Chinese stocks have fallen sharply in recent weeks, with markets plunging to five-year lows on February 3rd despite promises from regulators to stabilize conditions. The benchmark Shanghai Composite entered bear market territory, having dropped over 20% from recent highs. Efforts so far by Chinese authorities to arrest the declines have failed to reassure investors worried about slowing economic growth.
Steep Losses Across Chinese Equities
The Shanghai Composite closed down 1.07% on February 3rd, ending the week 8.26% lower for its worst weekly performance since late 2018. The tech-heavy ChiNext index dominated by startups fell even further, ending the week down 12.2% (Economist). Other major indices like the Shenzhen Component similarly saw double-digit percentage declines over the five trading days.
In total, the combined market capitalization loss over two weeks neared $1 trillion, wiping out much of 2023’s gains (Finbold). The small-cap focused CSI 1000 index dropped 8% on February 3rd alone as margin calls forced the liquidation of shares (BNN Breaking). This compares to a 5% fall in large caps represented by the CSI 300.
|Feb 3, 2024
Foreign investors have rushed for the exits alongside locals, registering the largest monthly outflow from mainland markets since 2014. Almost $12 billion in overseas money exited Chinese equities over the past two weeks.
Plunge Despite Promises of Support
The sharp declines occurred despite Chinese authorities implementing fresh measures meant to stabilize conditions. On February 4th, the China Securities Regulatory Commission (CSRC) pledged to keep markets stable, protect small investors, and crack down on illegal activity (ABC News).
Specific steps taken include:
- Restricting securities lending to prevent short-selling
- Forbidding major shareholders and company execs from reducing stakes
- Curbing margin financing terms to reduce forced liquidations
However, the absence of more forceful stimulus or clear rescue plans has left investors skeptical of the government’s commitment. The Shanghai Composite initially rose nearly 2% on February 6th after the CSRC promised to prevent risks from share pledges before giving up gains to close down 0.5% (WSJ).
With conditions reminiscent of 2015’s market collapse, many believe Chinese authorities are less inclined to stage another full-scale intervention after being burned the last time (Telegraph).
Bleak Growth Outlook, Covid Issues
At the core of investor worries is China’s weakening economic outlook. Q4 2023 GDP increased just 2.9% annually, and December reports showed both industrial production and retail sales badly missed expectations. The services sector continues struggling with the Zero-Covid policy denting consumption and activity.
Growth is widely expected to keep decelerating in 2024 absent major stimulus.

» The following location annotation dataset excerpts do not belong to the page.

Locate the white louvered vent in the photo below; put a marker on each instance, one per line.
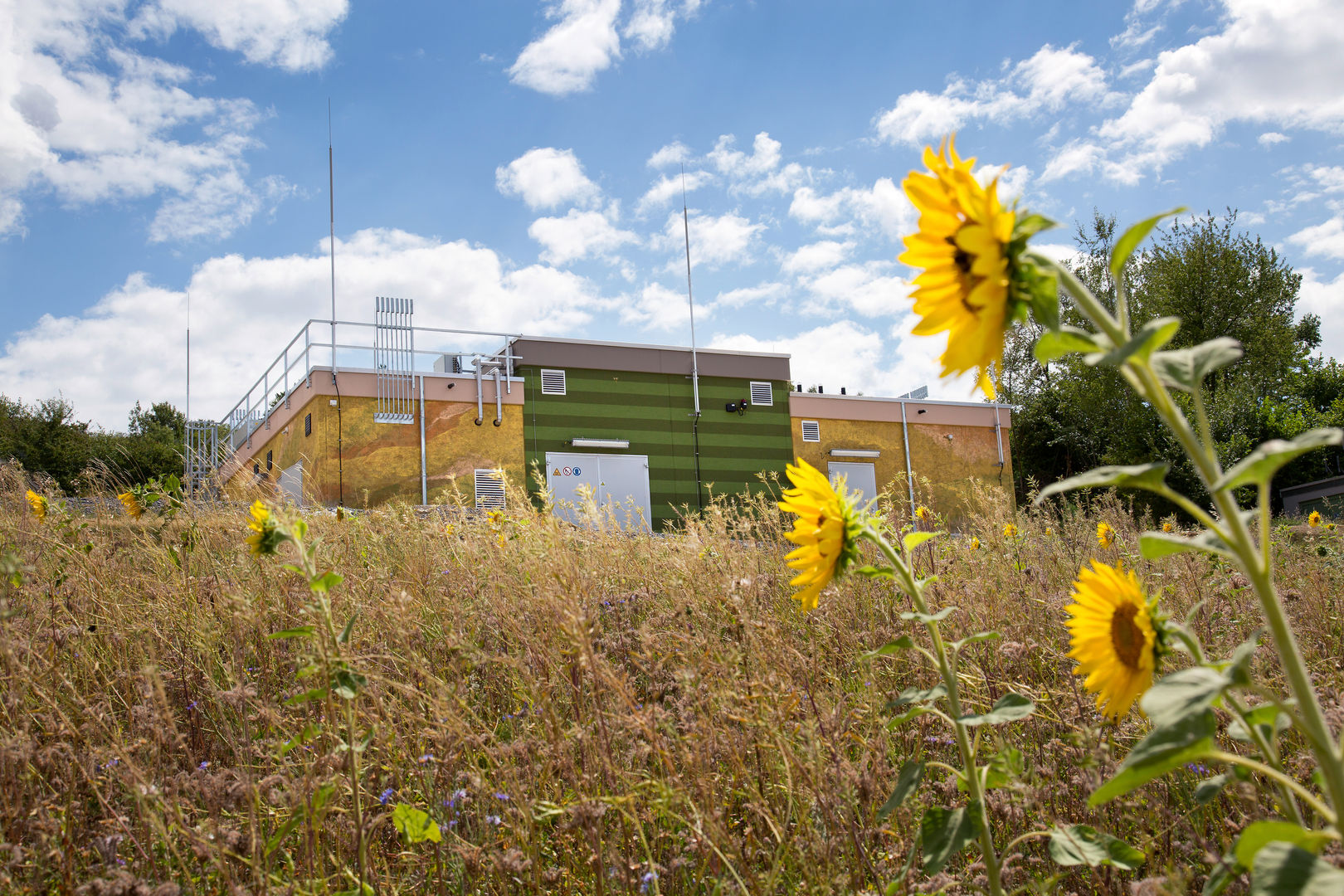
(489, 489)
(553, 382)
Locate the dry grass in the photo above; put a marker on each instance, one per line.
(576, 709)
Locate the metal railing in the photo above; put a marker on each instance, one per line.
(320, 345)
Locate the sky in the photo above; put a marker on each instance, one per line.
(516, 167)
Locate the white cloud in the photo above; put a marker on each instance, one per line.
(715, 240)
(569, 56)
(245, 309)
(89, 119)
(1324, 240)
(1276, 62)
(882, 207)
(1324, 299)
(665, 188)
(1046, 82)
(654, 22)
(674, 153)
(660, 308)
(290, 34)
(546, 178)
(577, 236)
(815, 257)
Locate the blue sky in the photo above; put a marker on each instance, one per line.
(513, 165)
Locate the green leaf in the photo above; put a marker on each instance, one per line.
(1283, 869)
(913, 694)
(285, 830)
(1161, 544)
(1261, 833)
(976, 638)
(914, 539)
(1066, 340)
(1186, 368)
(1149, 338)
(1085, 845)
(1209, 789)
(325, 582)
(1138, 476)
(929, 617)
(1161, 751)
(301, 631)
(416, 825)
(891, 648)
(910, 776)
(1011, 707)
(1129, 241)
(1262, 464)
(947, 832)
(1183, 694)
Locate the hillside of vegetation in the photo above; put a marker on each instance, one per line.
(570, 711)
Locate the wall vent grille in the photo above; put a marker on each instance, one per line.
(489, 489)
(553, 382)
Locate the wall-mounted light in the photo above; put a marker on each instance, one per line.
(600, 442)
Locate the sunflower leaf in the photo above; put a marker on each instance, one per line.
(1136, 234)
(1186, 368)
(1066, 340)
(1085, 845)
(1152, 336)
(1264, 462)
(1163, 750)
(1183, 694)
(947, 832)
(1283, 869)
(1137, 476)
(1011, 707)
(1261, 833)
(910, 776)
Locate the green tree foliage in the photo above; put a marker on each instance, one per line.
(46, 437)
(1220, 282)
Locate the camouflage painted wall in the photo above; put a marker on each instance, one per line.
(382, 460)
(949, 465)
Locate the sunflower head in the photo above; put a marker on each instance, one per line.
(1105, 535)
(967, 265)
(38, 504)
(1116, 635)
(827, 531)
(132, 504)
(266, 535)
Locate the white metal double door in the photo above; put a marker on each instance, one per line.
(616, 480)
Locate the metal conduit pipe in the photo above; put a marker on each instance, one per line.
(499, 398)
(480, 394)
(910, 473)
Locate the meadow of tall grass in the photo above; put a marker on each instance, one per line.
(574, 711)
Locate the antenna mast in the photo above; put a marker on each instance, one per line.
(695, 362)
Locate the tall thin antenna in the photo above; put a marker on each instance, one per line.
(695, 362)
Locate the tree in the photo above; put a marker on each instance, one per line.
(1220, 282)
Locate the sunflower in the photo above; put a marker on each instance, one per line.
(132, 504)
(1114, 635)
(39, 504)
(1105, 535)
(962, 249)
(827, 531)
(266, 533)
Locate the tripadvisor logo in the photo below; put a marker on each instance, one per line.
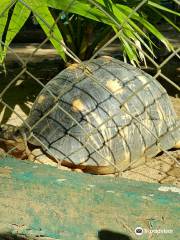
(139, 231)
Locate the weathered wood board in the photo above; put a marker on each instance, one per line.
(45, 203)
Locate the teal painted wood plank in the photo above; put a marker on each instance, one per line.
(39, 200)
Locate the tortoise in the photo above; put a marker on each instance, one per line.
(101, 116)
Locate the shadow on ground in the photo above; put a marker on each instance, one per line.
(110, 235)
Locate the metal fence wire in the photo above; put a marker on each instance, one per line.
(101, 114)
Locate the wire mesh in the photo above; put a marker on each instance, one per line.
(73, 120)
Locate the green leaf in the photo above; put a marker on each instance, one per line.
(48, 24)
(19, 17)
(5, 5)
(160, 7)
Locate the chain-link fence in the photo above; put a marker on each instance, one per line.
(100, 115)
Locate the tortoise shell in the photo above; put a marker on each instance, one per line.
(103, 112)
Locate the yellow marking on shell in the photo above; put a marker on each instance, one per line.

But sizable easing looks improbable now with surging Covid cases and China still targeting GDP gains below 5%. Investors are losing faith Xi Jinping can achieve his stated goals without compromising virus containment.
Market strategist Brendan Ahern notes China may be nearing an inflection point where policy credibility wears thin amid accumulated pressures:
“The quandary for officials in Beijing is propping up asset prices risks further imbalances and moral hazard down the line. But if markets are left unattended, things could spiral quickly especially with the economy already reeling.”
Already recent intervention by the “national team” of state-backed funds has propped up equities without stopping the bleeding. There are also concerns over hidden leverage in the system tied to pledged shares, where the CSRC just introduced fresh limits on transactions.
Global Repercussions Starting
So far China’s market chaos has not spilled substantially into other equity markets, with Wall Street proving relatively resilient after a volatile January. But there are signs international investors are growing wary of potential systemic risks.
Chinese developer Shimao’s failure to make a payment on a Singapore-denominated bond may be only the first sign of cracking confidence in the world’s second largest economy. Pessimism over China was a notable drag during the recent Federal Reserve policy meeting, playing into the central bank’s indicated pause on rate hikes.
If China’s markets continue deteriorating and currency/debt concerns mount, global sentiment may suffer material damage. This vulnerability recalls 2022 conditions early in Russia’s invasion of Ukraine.MIMMIM
For now Xi Jinping appears trapped balancing economic necessities against rigid virus rules nearly three years into the pandemic – a precarious position leaving investors bewildered. The path ahead looks treacherous for Chinese equities even if a full-scale crash is avoided.